Starters and finishers

by reestheskin on 09/07/2016

Comments are disabled

There is an interview in EdSurge with Dan Schwartz, the Dean of the Stanford School of Education. He talks about many interesting ideas elsewhere, but in this interview he says some fairly standard things about universities versus industry.

‘As an academic: I’m a great starter, and I can prove that something works. But my desire to ever have a 1–800-Call-Dan hotline for people who want to know how to use my inventions is like…zero.

Now, if its software, I could put it up on the Internet and let people use it. But I can’t market it, and I can’t keep maintaining the code. And I need to get a business plan, but I don’t know how to do that. ‘

This is very much about universities being the sort of place you start things, not where you finish them. I agree. Indeed one of the problems I see is that people want research to increasingly resemble product development. This will make all the figures look great (‘D’ is more expensive), but eventually will bankrupt universities.

Medical schools have taken on all sorts of activities that are critical to the practice of medicine, it is just that some or many of them should be done elsewhere. Please invent new statistical methodologies, or ways of measuring disease, but let others outwith medical schools apply them in the ‘D’ of the R + D. Economists use the census, but they do not do the legwork themselves.

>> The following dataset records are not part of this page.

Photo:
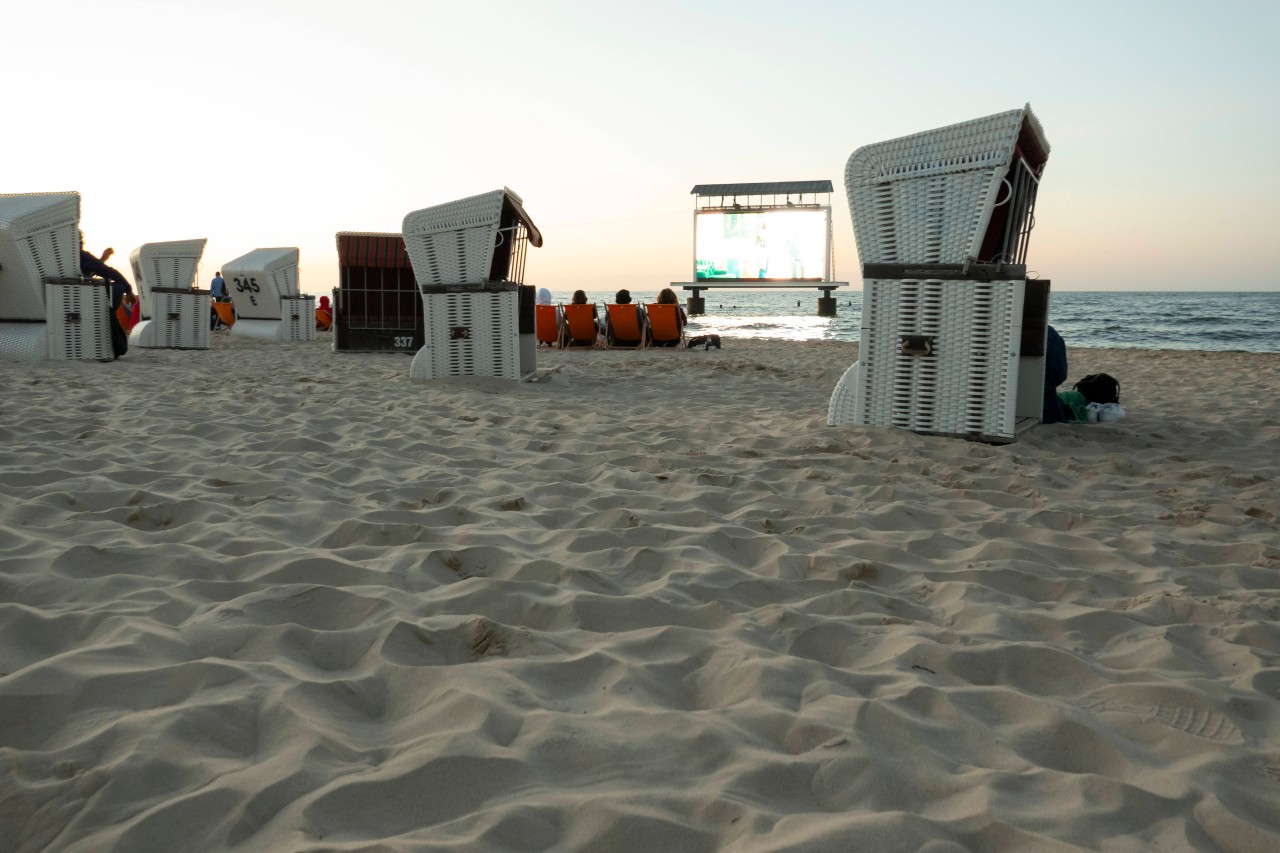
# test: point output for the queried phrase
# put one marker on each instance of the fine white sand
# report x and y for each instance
(273, 597)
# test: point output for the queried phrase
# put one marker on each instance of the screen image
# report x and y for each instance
(782, 245)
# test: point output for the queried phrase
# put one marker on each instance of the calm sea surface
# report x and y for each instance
(1137, 319)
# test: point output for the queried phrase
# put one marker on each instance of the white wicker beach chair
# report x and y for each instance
(933, 197)
(469, 259)
(46, 309)
(942, 222)
(264, 287)
(174, 313)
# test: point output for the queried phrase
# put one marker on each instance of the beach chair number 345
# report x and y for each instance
(247, 286)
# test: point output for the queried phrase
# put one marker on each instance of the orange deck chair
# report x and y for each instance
(626, 327)
(547, 324)
(664, 325)
(579, 328)
(225, 313)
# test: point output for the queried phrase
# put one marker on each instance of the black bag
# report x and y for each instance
(1100, 387)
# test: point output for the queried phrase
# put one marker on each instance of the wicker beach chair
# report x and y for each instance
(952, 333)
(581, 325)
(48, 310)
(376, 306)
(664, 325)
(625, 327)
(469, 259)
(174, 314)
(264, 288)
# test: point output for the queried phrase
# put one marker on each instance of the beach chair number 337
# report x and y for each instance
(247, 284)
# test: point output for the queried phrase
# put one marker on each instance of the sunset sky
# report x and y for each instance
(261, 123)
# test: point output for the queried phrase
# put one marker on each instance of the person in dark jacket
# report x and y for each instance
(1055, 374)
(92, 265)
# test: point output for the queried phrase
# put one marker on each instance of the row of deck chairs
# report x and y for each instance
(625, 327)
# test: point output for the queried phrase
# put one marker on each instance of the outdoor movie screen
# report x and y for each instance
(773, 245)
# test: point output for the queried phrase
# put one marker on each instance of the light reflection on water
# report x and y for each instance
(1185, 320)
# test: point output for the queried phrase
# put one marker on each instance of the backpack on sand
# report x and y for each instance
(1100, 388)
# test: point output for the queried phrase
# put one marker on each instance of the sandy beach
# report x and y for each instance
(270, 597)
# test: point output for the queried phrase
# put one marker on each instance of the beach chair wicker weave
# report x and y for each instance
(77, 323)
(469, 334)
(46, 309)
(929, 197)
(174, 314)
(942, 223)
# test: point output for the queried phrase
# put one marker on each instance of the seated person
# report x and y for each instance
(667, 296)
(324, 315)
(597, 323)
(92, 265)
(1055, 410)
(624, 297)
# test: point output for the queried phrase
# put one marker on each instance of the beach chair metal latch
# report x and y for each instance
(917, 345)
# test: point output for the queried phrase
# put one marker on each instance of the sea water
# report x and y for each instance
(1127, 319)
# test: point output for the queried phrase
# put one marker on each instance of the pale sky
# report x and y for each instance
(261, 123)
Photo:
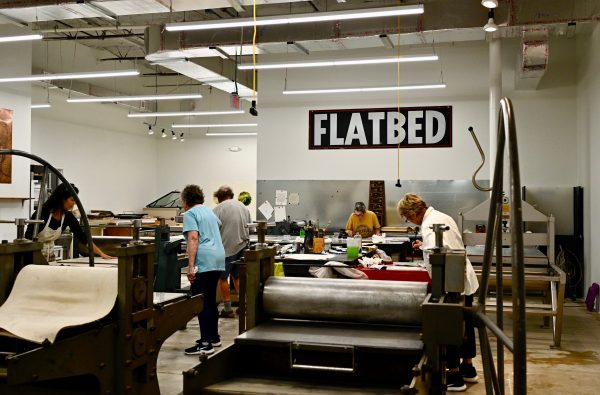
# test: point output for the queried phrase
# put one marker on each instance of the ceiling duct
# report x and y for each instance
(533, 58)
(216, 71)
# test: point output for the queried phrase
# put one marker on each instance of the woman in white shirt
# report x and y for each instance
(415, 210)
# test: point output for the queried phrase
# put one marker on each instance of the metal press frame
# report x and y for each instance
(48, 166)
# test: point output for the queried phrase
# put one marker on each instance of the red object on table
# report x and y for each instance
(397, 275)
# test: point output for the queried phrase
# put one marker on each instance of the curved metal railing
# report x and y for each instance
(495, 379)
(84, 219)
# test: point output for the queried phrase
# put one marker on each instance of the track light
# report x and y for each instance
(27, 37)
(72, 76)
(491, 26)
(112, 99)
(181, 113)
(340, 62)
(489, 3)
(298, 18)
(363, 90)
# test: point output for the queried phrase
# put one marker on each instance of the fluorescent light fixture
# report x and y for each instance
(298, 18)
(340, 62)
(489, 3)
(386, 41)
(105, 99)
(491, 26)
(182, 113)
(27, 37)
(369, 89)
(298, 47)
(215, 125)
(231, 134)
(72, 76)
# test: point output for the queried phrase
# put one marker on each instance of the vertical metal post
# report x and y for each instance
(500, 298)
(41, 200)
(495, 94)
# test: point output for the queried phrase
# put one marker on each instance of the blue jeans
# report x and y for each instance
(230, 268)
(206, 283)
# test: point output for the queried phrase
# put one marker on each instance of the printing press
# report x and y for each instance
(301, 335)
(84, 330)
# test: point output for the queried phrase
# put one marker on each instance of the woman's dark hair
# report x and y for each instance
(360, 206)
(223, 193)
(58, 196)
(192, 195)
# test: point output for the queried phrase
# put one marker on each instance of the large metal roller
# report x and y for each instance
(366, 301)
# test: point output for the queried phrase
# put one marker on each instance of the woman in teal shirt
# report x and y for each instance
(206, 261)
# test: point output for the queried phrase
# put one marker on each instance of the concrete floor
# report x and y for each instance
(574, 368)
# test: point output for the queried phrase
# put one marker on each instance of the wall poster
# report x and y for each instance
(5, 143)
(418, 127)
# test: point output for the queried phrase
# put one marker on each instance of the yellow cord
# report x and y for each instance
(254, 52)
(398, 93)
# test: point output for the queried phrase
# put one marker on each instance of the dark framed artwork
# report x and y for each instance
(6, 143)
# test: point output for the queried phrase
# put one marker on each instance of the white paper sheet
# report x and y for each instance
(266, 209)
(294, 198)
(280, 214)
(280, 197)
(46, 299)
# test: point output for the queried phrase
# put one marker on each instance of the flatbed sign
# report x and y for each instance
(418, 127)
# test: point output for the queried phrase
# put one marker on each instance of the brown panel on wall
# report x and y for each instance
(377, 200)
(5, 143)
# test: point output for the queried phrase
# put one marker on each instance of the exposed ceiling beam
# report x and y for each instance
(237, 5)
(33, 3)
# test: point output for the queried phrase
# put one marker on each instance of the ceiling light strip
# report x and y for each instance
(298, 18)
(368, 89)
(105, 99)
(72, 76)
(338, 62)
(182, 113)
(221, 125)
(26, 37)
(231, 134)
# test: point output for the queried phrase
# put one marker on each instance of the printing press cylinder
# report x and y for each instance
(365, 301)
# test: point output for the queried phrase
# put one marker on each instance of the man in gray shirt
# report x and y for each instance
(234, 216)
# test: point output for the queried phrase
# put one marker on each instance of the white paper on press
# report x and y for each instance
(266, 209)
(280, 214)
(294, 198)
(280, 197)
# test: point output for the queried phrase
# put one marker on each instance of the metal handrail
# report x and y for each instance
(84, 219)
(506, 131)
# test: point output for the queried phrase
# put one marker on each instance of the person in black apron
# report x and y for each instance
(57, 216)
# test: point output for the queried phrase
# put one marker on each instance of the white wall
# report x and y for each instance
(16, 60)
(109, 157)
(588, 125)
(207, 162)
(547, 142)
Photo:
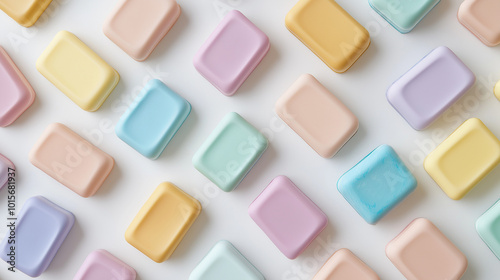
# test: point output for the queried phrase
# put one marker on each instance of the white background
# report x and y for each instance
(102, 219)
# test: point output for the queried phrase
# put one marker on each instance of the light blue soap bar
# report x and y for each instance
(403, 15)
(41, 228)
(153, 119)
(225, 262)
(488, 227)
(377, 183)
(230, 152)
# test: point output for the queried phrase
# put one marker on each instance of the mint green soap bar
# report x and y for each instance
(230, 152)
(488, 227)
(403, 15)
(225, 262)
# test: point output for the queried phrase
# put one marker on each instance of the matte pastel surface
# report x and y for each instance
(329, 32)
(488, 227)
(422, 252)
(403, 15)
(16, 93)
(376, 184)
(430, 87)
(344, 265)
(162, 222)
(287, 216)
(137, 26)
(231, 52)
(317, 116)
(225, 262)
(51, 223)
(77, 71)
(102, 265)
(230, 152)
(464, 158)
(481, 18)
(153, 119)
(25, 12)
(73, 161)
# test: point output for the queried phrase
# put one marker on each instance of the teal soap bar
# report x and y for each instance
(153, 119)
(403, 15)
(230, 151)
(225, 262)
(377, 183)
(488, 227)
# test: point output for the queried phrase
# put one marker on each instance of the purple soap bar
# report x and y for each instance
(423, 93)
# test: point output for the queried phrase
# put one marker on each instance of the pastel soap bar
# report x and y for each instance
(377, 183)
(481, 18)
(329, 32)
(137, 26)
(16, 93)
(430, 87)
(488, 227)
(422, 252)
(317, 116)
(41, 228)
(71, 160)
(403, 15)
(343, 264)
(162, 222)
(224, 261)
(231, 53)
(153, 119)
(102, 265)
(25, 12)
(287, 216)
(230, 152)
(77, 71)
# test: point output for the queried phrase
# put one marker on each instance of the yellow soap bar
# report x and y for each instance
(464, 158)
(25, 12)
(77, 71)
(162, 222)
(329, 31)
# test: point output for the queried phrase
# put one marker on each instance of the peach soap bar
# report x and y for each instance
(77, 71)
(329, 32)
(71, 160)
(137, 26)
(25, 12)
(162, 222)
(317, 116)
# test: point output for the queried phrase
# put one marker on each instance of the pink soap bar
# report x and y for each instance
(231, 53)
(288, 217)
(102, 265)
(16, 93)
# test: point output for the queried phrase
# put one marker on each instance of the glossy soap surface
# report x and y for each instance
(464, 158)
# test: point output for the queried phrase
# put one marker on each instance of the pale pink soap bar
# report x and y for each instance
(231, 53)
(422, 252)
(71, 160)
(102, 265)
(287, 216)
(138, 26)
(16, 93)
(317, 116)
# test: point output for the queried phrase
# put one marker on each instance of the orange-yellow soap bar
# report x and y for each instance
(25, 12)
(329, 31)
(162, 222)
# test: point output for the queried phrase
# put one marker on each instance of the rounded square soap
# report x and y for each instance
(231, 52)
(153, 119)
(137, 26)
(329, 32)
(317, 116)
(464, 158)
(422, 252)
(287, 216)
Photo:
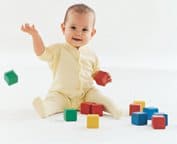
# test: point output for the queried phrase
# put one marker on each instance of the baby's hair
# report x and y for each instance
(80, 8)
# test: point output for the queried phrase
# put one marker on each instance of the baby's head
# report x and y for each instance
(78, 25)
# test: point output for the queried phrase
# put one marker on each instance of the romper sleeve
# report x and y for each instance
(96, 66)
(51, 55)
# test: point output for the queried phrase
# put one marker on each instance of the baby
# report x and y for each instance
(74, 66)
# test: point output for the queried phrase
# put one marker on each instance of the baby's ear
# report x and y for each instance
(63, 27)
(93, 32)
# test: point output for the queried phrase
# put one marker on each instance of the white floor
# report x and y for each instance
(19, 124)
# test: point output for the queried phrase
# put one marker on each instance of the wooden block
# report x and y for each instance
(139, 118)
(158, 122)
(70, 115)
(10, 77)
(134, 108)
(142, 103)
(150, 111)
(97, 109)
(92, 121)
(85, 107)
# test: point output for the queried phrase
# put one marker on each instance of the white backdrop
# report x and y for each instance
(136, 41)
(134, 33)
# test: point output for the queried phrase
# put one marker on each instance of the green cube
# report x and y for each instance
(70, 115)
(10, 77)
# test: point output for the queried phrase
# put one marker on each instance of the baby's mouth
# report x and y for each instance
(77, 39)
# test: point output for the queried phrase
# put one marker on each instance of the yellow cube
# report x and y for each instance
(141, 103)
(92, 121)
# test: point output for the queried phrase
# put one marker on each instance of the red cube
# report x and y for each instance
(158, 122)
(97, 109)
(102, 78)
(85, 107)
(134, 108)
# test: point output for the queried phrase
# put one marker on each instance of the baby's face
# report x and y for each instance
(78, 28)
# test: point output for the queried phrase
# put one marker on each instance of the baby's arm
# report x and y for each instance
(37, 41)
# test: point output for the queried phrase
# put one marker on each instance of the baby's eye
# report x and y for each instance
(73, 27)
(84, 29)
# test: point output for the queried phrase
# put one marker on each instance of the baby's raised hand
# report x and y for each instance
(30, 29)
(102, 78)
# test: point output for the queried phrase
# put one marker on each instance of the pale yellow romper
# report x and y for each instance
(72, 79)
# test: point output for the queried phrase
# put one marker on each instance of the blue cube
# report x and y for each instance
(139, 118)
(70, 114)
(150, 111)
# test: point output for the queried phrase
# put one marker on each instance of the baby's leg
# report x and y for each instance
(52, 104)
(94, 95)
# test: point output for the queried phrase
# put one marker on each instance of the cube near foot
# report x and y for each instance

But this got me thinking (not surprising given the theme of his article) about the one area where business or product development is central to a university’s activity: teaching delivery and learning (ugly phrases all, I know, but they are placeholders for more). And I do not believe we are good at doing this. We are good starters, but developing coherent programmes that dovetail into a particular niche, is not something we do well — certainly not in undergraduate medicine. The most obvious reasons for this deficiency are:

  1.  The problems of scaling educational activity
  2.  The historical structures ( I will use ‘ward’ as my synecdoche ) are no longer fit for purpose.
  3. Many of our staffing structures would make more sense if our true goal was to make teaching worse.

I am not convinced people get this, or realise the time for fiddling or small tweaks has long gone.

The structural framework of many university activities, especially advanced research, are well suited to their goals, and few institutions are as efficient at the business of genuine invention (leave aside, that universities are getting worse at this — this is only in part their fault). But if I look at the modern medical school we are not good finishers in our central ask, and we need to be.